SEC sets up large trader reporting system
July 27, 2011 - The Securities and Exchange Commission is pressing ahead with the creation of a system to collect transaction data from large traders such as banks and hedge funds that will help it to investigate wild stock market swings like last year's May 6 flash crash.
The SEC has voted unanimously for the large trader reporting regime, first proposed in April 2010 just before the flash crash. The crash saw the Dow Jones Industrial Average plummet in minutes but it took regulators months to piece together the events of the day and work out what went wrong.
"That day dramatically demonstrated the need to enhance the Commission's ability to quickly and accurately analyse market events," says Mary Schapiro, chairman, SEC.
The new rule requires large traders - those transacting two million shares or $20 million per day - to identify themselves to the SEC, which will then assign each a unique identification number.

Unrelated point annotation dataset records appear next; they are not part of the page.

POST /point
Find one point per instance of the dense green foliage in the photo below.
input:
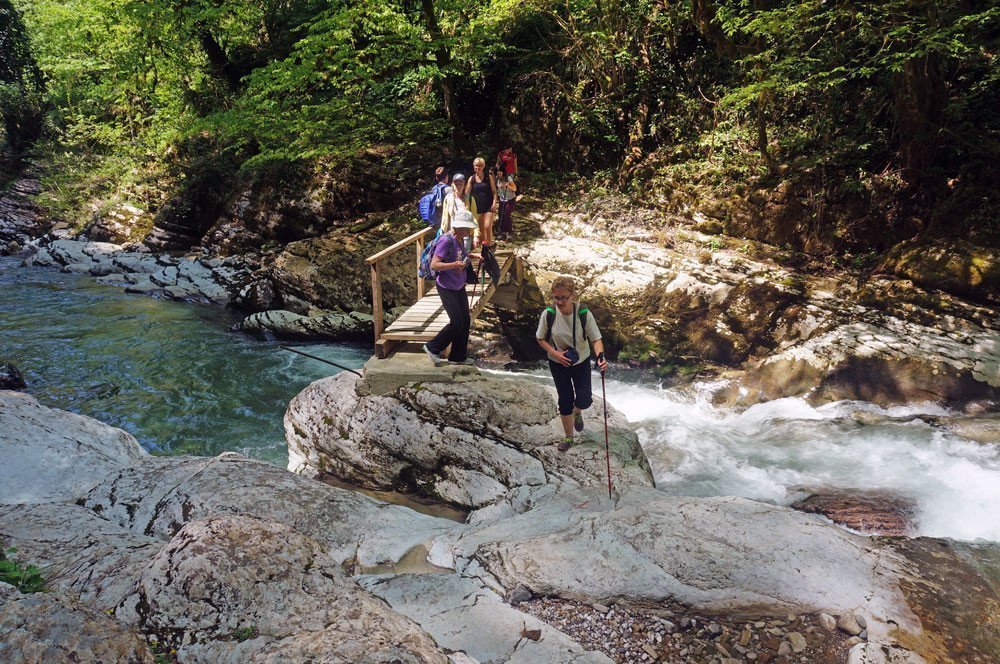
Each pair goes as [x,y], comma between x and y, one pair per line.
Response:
[884,107]
[26,579]
[20,81]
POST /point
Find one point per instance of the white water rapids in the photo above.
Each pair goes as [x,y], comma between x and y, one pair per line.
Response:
[783,450]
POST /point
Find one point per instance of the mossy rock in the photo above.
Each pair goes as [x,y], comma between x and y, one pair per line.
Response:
[955,267]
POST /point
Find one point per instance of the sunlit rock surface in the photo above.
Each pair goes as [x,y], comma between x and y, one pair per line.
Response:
[198,279]
[466,441]
[52,455]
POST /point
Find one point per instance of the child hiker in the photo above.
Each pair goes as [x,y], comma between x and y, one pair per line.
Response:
[566,332]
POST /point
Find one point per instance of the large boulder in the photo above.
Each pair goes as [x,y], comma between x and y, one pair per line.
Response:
[51,455]
[77,551]
[452,434]
[464,615]
[188,278]
[717,554]
[326,325]
[955,266]
[20,218]
[162,495]
[52,627]
[240,589]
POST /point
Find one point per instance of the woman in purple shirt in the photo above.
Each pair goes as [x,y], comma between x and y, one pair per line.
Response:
[450,260]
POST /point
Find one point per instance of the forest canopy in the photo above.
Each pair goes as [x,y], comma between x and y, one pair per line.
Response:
[891,102]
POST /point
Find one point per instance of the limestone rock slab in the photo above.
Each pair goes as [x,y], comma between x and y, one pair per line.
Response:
[51,627]
[53,455]
[717,554]
[463,615]
[77,551]
[464,440]
[158,498]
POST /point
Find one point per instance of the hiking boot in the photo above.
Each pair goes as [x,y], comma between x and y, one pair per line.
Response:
[435,359]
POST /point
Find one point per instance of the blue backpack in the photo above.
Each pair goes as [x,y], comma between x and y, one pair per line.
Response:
[427,255]
[429,206]
[424,271]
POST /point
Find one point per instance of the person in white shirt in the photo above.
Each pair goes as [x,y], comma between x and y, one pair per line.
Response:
[566,332]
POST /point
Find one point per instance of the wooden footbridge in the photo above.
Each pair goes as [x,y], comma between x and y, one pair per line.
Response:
[426,317]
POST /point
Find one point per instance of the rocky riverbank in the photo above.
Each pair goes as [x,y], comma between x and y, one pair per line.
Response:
[679,301]
[228,559]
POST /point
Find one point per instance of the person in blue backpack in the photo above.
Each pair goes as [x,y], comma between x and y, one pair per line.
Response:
[449,262]
[431,205]
[566,331]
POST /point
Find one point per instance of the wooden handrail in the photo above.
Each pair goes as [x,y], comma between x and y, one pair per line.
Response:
[374,258]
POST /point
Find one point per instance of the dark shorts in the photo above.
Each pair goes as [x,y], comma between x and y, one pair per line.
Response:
[572,385]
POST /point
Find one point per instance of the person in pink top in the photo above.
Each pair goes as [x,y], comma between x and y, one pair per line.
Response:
[450,262]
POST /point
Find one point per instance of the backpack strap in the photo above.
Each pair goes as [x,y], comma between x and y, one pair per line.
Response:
[550,317]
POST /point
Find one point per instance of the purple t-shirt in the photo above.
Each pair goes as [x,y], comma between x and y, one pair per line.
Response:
[448,251]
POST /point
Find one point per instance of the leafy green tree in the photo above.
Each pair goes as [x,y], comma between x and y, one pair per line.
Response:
[21,83]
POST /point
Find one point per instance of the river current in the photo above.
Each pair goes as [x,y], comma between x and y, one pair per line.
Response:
[170,373]
[173,375]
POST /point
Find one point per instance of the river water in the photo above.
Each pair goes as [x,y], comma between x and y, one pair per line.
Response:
[172,375]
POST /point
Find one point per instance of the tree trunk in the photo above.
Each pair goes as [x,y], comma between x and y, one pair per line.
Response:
[635,152]
[442,57]
[761,118]
[218,61]
[920,97]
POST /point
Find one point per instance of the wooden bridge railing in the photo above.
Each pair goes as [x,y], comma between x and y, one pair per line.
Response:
[376,261]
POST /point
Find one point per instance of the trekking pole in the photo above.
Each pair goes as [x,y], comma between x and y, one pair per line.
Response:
[475,284]
[607,449]
[313,357]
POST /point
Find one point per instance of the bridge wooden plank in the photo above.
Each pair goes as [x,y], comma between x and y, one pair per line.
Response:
[426,317]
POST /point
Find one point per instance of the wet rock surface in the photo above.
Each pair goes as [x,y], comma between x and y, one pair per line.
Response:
[21,220]
[183,278]
[323,325]
[673,633]
[11,377]
[790,334]
[241,589]
[35,442]
[228,559]
[52,627]
[955,592]
[869,513]
[465,441]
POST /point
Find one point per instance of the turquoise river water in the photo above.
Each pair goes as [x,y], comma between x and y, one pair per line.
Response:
[173,375]
[170,373]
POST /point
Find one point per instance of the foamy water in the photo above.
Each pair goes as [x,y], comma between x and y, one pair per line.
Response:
[781,450]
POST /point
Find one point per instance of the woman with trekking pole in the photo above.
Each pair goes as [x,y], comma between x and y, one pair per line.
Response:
[566,332]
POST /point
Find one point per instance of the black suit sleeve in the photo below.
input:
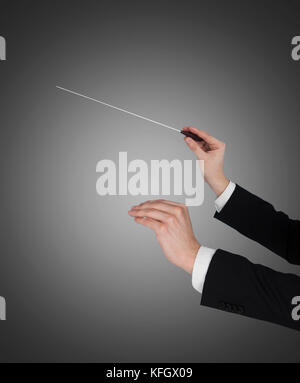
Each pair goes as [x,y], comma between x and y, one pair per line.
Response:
[236,285]
[258,220]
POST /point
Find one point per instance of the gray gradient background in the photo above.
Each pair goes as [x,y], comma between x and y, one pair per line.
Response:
[83,283]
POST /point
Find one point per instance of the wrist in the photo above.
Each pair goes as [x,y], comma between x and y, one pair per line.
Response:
[190,259]
[219,184]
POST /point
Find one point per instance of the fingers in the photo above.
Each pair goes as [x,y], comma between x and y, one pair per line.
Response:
[169,208]
[142,212]
[210,140]
[196,148]
[149,222]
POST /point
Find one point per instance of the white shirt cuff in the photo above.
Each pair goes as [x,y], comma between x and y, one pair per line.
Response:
[225,197]
[201,266]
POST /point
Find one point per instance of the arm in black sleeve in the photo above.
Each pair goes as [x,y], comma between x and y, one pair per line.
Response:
[236,285]
[258,220]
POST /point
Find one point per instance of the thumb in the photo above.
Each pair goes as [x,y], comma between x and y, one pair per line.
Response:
[195,148]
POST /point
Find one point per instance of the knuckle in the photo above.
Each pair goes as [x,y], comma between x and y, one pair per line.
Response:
[162,230]
[171,219]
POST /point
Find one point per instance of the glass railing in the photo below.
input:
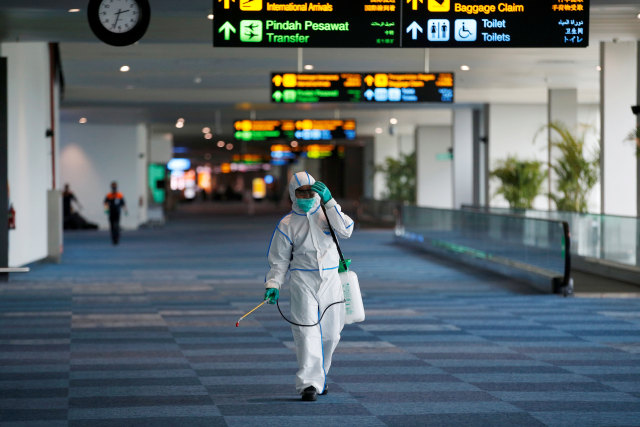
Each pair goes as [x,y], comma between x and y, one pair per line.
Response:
[535,249]
[610,238]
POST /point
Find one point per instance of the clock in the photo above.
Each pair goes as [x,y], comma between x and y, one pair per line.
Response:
[119,22]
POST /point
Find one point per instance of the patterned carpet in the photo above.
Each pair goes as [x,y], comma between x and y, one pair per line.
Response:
[143,334]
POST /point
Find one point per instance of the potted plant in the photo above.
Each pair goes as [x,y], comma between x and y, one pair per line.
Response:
[520,181]
[400,175]
[576,174]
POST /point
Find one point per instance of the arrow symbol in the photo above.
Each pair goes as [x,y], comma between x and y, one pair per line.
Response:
[413,29]
[414,4]
[227,3]
[368,94]
[228,29]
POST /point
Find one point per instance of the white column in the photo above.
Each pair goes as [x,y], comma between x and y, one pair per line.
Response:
[618,85]
[434,180]
[463,165]
[29,150]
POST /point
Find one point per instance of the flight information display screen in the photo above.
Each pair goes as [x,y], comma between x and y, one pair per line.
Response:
[401,23]
[305,130]
[361,87]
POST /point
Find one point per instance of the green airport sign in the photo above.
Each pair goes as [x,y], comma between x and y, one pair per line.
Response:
[401,23]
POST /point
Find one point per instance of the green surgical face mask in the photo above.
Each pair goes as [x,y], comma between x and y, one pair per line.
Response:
[305,204]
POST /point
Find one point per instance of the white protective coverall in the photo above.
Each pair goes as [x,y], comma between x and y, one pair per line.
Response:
[302,245]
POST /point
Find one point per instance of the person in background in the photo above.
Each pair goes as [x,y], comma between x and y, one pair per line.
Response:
[113,204]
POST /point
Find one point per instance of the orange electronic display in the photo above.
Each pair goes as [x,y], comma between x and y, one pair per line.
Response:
[305,130]
[361,87]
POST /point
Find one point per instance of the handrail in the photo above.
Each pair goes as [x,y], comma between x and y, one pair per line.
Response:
[513,241]
[14,269]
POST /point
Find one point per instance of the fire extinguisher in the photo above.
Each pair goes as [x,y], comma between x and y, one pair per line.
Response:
[12,217]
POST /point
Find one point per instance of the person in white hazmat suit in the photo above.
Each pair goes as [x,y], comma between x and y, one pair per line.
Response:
[302,245]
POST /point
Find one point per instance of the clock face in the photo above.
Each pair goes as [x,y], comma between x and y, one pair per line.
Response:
[119,16]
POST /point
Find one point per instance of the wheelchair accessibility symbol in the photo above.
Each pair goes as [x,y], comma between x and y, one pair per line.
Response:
[466,30]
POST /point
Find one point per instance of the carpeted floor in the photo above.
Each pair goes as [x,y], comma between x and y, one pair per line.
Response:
[143,334]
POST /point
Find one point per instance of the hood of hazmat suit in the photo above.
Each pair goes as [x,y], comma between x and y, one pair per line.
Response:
[302,246]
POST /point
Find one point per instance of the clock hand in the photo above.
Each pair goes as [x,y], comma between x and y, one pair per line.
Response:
[117,17]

This number will be provided to their broker-dealers, who will be required to maintain transaction records for each large trader and report that information to the SEC upon request.
Says Schapiro: "The large trader reporting rule will significantly bolster our ability to oversee the US securities markets in a time when trades can be transacted in milliseconds or faster. This new rule will enable us to promptly and efficiently identify significant market participants and collect data on their trading activity so that we can reconstruct market events, conduct investigations, and bring enforcement actions as appropriate."
The Commission is also putting together proposals for the development of a consolidated audit trail for equities and options - a system that would capture customer and order event information for many securities across all markets.
Says Schapiro: "I am hopeful that we will be able to move forward with that proposal in the very near term. I expect that a consolidated audit trail plan will build on and complement today's large trader rule, and avoid unnecessary duplication or undue burden on market participants."